Despite sporadic reports, the U.S. Drug Enforcement Agencey (DEA) maintains that Krokodil — a drug concoction made by cooking codeine with chemicals including gasoline, lighter fluid, and industrial cleaners — has yet to surface in the country.

The U.S. Drug Enforcement Administration says it has received no reports of the drug in the United States but continues to monitor the epidemiological spread overseas in Eastern Europe. “We, the DEA, are not seeing cases of it,” spokeswoman Dawn Dearden told Fox News. “Nothing’s been turned into any of our labs. As far as the DEA is concerned, we have not seen any cases.”

The Russian bogeyman, the latest to threaten public health, is used as a cheap alternative to other drugs in poorer rural parts of Russia and has spread in popularity to Germany. As many as one million people in Russia have used the drug, according to the New York State Office of Alcoholism and Substance Abuse Services.

Highly addictive, the drug compound contains hydrochloric acid and red phosphorus, which causes severe tissue damage and injury to the veins, in addition to gangrene.
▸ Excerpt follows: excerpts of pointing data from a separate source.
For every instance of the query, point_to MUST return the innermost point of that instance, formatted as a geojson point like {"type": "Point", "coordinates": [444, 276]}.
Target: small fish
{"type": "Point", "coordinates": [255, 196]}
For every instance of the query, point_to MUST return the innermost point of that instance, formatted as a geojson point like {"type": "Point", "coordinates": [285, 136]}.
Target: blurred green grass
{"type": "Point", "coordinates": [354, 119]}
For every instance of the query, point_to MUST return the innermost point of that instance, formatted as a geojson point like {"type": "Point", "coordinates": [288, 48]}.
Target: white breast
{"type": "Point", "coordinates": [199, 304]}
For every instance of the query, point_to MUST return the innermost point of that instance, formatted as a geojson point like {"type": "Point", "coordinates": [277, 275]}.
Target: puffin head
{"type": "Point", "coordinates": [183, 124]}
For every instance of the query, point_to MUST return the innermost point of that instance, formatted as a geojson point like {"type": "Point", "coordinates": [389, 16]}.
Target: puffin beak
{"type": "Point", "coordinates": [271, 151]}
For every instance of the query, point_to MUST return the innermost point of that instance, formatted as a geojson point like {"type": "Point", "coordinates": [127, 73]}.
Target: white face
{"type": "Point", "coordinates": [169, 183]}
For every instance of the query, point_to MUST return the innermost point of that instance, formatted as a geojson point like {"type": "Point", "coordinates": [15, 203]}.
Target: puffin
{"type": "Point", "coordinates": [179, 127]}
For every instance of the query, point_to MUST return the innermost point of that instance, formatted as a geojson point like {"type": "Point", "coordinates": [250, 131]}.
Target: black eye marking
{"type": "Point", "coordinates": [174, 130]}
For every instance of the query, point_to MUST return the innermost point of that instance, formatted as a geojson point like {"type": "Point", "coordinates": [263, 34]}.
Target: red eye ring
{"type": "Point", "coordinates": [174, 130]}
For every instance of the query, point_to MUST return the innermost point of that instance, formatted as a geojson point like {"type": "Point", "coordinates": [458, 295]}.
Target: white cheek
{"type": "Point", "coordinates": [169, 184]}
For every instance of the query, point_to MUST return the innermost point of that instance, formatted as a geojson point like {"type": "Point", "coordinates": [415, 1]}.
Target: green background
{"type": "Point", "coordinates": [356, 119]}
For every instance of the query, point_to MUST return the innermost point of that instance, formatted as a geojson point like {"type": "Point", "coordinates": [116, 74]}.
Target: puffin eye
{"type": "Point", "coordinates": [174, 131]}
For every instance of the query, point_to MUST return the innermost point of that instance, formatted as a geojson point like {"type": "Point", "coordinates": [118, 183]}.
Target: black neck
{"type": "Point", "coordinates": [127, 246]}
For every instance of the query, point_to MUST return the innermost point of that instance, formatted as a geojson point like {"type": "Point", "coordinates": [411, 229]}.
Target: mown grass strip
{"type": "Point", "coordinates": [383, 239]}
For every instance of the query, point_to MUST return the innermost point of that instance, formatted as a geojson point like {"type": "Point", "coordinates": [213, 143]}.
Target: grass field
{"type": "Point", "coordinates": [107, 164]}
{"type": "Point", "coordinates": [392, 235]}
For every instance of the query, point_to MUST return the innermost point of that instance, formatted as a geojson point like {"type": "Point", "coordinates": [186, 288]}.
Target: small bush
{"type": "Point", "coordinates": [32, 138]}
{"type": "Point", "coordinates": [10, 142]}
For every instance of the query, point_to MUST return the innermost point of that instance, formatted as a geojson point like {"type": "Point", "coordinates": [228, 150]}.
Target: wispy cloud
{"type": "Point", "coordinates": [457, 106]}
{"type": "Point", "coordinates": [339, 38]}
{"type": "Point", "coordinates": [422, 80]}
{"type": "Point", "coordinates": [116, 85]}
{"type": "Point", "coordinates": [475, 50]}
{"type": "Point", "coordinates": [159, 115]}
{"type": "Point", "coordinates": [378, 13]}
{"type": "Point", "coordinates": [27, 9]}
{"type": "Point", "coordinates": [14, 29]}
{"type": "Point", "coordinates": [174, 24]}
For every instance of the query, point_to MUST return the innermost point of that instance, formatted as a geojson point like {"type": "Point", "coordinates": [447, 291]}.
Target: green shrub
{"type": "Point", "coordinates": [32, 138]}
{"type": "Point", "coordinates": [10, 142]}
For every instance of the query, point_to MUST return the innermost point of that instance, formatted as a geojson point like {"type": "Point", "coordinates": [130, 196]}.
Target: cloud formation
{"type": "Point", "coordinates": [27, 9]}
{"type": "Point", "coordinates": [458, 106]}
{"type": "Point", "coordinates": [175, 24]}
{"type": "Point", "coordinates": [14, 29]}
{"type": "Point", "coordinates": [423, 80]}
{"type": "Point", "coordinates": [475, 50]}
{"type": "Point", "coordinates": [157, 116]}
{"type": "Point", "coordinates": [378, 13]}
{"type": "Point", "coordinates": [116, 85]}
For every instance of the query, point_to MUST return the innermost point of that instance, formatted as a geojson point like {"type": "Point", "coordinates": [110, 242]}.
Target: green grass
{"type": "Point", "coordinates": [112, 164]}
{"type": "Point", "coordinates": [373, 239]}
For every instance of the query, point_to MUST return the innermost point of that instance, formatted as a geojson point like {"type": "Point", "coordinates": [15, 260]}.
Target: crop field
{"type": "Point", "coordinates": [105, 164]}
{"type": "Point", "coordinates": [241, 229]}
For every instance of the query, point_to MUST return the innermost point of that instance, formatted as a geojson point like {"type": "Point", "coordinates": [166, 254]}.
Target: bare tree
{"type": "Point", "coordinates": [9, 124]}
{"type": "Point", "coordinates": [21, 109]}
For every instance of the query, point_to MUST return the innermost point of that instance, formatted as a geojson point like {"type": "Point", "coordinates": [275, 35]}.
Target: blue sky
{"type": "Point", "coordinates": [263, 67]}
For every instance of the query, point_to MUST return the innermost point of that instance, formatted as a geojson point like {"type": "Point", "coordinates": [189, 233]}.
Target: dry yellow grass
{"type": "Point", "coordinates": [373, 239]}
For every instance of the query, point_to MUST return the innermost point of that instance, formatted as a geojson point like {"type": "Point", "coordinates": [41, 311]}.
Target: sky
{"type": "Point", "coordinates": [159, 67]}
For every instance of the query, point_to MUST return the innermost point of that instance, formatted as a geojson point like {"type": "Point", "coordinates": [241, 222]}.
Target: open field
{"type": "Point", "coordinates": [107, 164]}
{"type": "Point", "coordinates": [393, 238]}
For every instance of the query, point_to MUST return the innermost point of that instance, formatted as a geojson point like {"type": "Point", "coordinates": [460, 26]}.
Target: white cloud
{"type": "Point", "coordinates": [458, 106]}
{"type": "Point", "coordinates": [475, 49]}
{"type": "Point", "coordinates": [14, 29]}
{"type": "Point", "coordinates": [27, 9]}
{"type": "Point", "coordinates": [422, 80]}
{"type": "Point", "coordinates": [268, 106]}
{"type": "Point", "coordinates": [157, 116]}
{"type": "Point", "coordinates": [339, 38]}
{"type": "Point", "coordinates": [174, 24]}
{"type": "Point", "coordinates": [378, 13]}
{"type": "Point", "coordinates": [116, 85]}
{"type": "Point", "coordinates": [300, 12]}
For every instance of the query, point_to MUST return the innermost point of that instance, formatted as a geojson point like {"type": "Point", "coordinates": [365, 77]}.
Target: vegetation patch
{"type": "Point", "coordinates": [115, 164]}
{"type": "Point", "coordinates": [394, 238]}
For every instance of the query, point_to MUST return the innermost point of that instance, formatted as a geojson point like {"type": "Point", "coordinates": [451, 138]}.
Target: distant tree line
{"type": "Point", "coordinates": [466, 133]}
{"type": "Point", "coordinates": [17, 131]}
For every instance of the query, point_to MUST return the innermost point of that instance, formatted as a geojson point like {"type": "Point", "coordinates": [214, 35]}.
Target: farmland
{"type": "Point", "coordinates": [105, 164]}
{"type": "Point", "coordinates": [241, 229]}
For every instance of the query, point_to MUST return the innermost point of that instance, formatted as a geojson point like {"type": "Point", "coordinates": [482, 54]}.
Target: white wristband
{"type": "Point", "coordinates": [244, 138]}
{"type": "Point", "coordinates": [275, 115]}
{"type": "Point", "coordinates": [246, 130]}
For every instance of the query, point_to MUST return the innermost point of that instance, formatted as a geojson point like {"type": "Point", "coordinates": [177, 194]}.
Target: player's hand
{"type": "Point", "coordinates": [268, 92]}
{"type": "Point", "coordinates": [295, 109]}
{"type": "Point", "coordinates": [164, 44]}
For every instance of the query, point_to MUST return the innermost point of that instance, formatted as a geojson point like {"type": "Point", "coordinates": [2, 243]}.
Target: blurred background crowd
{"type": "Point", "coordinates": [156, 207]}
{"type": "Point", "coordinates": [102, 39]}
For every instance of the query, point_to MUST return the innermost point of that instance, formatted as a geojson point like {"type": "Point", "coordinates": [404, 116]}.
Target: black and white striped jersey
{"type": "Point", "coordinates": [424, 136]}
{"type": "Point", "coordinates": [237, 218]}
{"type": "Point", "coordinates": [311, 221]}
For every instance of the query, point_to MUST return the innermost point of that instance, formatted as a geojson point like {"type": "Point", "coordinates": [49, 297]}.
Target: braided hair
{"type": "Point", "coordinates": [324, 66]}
Like similar codeine-based drug concoctions, Krokodil causes severe withdrawal symptoms; its injectable delivery facilitates the spread of HIV. The synthetic version of desomorphine, a drug invented in 1932, Krokodil represents a deadly public health threat rivaling America's longstanding problem with crystal methamphetamine.

Despite the DEA's attempt to downplay the prevalence of the drug, reports of the drug sporadically surface. An addiction treatment center in Joliet, Ill., claims to have seen four cases, including two patients still under treatment. Abhin Singla, director of addiction services at Presence Saint Joseph Medical Center, told reporters they’d treated three hospitalized patients this week for using the drug, a synthetic form of desomorphine reputed to be ten times as powerful as morphine. The drug is also said to be three times as potent as heroin, at approximately one-third the cost, with a high lasting a few hours. A report from CBS News stated that Krokadil users often die within two years of first use.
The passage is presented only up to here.